While campaigning in Des Moines on the Labor Day holiday, which honors American workers, he said that as president he would oppose strikebreakers.
''If the union, in order to show its strength and courage has to go out on strike and walk the picket line, when I'm president of the United States ... nobody ... will be able to walk through that picket line and take your job away from you,'' he said.
Edwards was Democrat John Kerry's vice presidential running mate in 2004.
He credited the labor movement with building the country's middle class and he said it was time for government to take steps to protect union workers.
''We have such important work to do in this country to create opportunity and 'One America' so that everybody actually has a chance in this country -- not just a few rich people, but every single working man and woman,'' Edwards said.
CLINTON ALSO IN IOWA Last week, the International Association of Machinists and Aerospace Workers, with about 720,000 active and retired members, made its first-ever dual endorsement when it backed Democratic Sen.
Hillary Clinton, her party's front-runner, and Republican Mike Huckabee, a former Arkansas governor.
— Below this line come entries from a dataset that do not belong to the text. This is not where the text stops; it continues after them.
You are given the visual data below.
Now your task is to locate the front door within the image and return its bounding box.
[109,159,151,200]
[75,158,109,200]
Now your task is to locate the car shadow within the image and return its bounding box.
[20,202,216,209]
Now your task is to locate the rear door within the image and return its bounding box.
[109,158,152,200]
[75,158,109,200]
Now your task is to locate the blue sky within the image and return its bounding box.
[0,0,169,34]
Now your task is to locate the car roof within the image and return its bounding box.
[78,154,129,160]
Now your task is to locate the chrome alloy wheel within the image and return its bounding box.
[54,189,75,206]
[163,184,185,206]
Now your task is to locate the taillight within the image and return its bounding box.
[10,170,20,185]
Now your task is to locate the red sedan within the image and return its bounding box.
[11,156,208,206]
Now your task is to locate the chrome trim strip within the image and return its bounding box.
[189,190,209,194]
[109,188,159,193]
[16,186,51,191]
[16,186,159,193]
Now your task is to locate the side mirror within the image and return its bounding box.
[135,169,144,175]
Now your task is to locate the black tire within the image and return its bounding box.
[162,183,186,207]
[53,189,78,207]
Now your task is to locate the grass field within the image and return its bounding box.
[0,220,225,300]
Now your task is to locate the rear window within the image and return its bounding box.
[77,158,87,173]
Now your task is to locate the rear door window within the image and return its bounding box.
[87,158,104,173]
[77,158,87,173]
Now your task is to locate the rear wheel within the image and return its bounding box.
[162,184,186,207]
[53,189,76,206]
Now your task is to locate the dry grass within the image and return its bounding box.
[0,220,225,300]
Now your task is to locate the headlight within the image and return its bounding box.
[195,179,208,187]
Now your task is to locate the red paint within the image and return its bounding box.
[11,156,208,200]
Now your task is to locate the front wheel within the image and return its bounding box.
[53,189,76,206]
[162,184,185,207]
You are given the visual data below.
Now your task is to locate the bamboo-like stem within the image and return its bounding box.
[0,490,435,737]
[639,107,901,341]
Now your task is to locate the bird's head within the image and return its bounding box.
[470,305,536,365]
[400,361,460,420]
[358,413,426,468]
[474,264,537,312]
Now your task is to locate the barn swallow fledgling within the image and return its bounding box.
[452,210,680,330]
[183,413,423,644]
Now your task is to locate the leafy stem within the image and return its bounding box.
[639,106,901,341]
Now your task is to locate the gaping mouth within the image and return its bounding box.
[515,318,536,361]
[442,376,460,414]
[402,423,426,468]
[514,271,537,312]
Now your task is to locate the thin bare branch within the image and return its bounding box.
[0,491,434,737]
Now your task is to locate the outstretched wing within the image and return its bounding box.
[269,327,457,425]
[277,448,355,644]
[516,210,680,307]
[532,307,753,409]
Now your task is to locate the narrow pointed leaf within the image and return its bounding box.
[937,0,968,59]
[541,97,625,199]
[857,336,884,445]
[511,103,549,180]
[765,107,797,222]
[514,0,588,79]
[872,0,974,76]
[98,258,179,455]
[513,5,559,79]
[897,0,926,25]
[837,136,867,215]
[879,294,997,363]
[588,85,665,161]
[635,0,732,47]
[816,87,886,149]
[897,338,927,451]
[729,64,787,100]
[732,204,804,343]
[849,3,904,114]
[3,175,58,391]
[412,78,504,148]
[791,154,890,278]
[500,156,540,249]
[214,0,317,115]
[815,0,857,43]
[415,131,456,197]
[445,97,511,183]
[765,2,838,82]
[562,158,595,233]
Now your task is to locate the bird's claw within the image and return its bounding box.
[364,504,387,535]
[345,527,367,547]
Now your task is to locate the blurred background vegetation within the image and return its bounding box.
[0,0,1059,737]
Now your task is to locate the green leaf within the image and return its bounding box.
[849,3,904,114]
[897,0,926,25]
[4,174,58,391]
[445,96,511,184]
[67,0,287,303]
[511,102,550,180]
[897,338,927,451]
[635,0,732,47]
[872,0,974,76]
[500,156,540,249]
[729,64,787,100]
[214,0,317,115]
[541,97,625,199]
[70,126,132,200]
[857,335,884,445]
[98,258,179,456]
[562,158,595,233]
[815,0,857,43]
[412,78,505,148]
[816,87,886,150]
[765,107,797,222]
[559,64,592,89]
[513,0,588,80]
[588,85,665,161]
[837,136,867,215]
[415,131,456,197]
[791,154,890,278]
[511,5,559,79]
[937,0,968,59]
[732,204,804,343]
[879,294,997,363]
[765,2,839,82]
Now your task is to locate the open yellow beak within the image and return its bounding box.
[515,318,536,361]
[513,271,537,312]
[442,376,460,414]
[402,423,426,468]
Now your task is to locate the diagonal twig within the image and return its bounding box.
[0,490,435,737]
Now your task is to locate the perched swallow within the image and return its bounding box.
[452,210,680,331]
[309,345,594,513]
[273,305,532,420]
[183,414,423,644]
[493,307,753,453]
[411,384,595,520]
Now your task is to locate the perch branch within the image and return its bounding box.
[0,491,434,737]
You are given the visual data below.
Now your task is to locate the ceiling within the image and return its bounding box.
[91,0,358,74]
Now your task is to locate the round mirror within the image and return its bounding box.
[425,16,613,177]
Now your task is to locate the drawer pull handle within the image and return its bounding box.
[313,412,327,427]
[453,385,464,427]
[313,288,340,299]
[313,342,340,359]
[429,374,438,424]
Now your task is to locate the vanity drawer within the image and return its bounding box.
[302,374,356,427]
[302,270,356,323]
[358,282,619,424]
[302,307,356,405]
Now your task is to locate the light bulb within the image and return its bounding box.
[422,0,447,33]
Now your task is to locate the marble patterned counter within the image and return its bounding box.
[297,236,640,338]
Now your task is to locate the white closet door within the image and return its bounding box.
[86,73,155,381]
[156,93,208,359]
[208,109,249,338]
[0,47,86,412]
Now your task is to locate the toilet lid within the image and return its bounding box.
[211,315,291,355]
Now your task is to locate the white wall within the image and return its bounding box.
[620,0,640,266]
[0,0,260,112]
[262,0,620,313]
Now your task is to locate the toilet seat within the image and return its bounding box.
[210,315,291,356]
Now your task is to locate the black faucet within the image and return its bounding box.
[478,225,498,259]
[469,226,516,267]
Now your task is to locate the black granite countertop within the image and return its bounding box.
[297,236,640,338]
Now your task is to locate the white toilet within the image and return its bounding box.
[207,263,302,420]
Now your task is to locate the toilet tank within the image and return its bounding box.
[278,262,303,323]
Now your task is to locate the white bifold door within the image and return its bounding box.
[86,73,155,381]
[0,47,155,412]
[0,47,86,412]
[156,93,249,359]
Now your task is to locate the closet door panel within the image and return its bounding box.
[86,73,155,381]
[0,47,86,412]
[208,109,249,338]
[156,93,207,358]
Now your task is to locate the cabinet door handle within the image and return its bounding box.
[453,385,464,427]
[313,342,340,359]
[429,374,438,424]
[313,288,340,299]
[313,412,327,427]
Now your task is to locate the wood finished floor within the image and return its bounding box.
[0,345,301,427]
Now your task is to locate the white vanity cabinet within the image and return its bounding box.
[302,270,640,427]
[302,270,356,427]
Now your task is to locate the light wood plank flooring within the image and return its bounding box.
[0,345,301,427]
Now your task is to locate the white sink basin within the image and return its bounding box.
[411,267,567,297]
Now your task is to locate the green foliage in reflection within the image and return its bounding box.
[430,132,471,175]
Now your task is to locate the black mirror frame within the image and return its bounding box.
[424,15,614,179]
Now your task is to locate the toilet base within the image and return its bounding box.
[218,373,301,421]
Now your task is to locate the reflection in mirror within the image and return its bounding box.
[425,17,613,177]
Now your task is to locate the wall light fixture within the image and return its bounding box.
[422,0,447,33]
Clinton, who also campaigned in Des Moines on Labor Day, said organized labor should be honored all year long.
''Unions gave dignity and respect and decent wages and working conditions to millions of Americans and we need to make sure that you have the right to organize and bargain collectively in the 21st century,'' she said.
Clinton has won the backing of the United Transportation Union, with 125,000 active and retired members, which on Aug. 28 became the first AFL-CIO union to name its choice for the 2008 vote.
The American Federation of Labor-Congress of Industrial Organizations, or AFL-CIO, the biggest federation of US unions, last month freed its 55 member unions to make their own recommendations in the presidential race.
Sen Chris Dodd of Connecticut, another Democratic hopeful, won the endorsement last week of the 280,000-member International Association of Fire Fighters.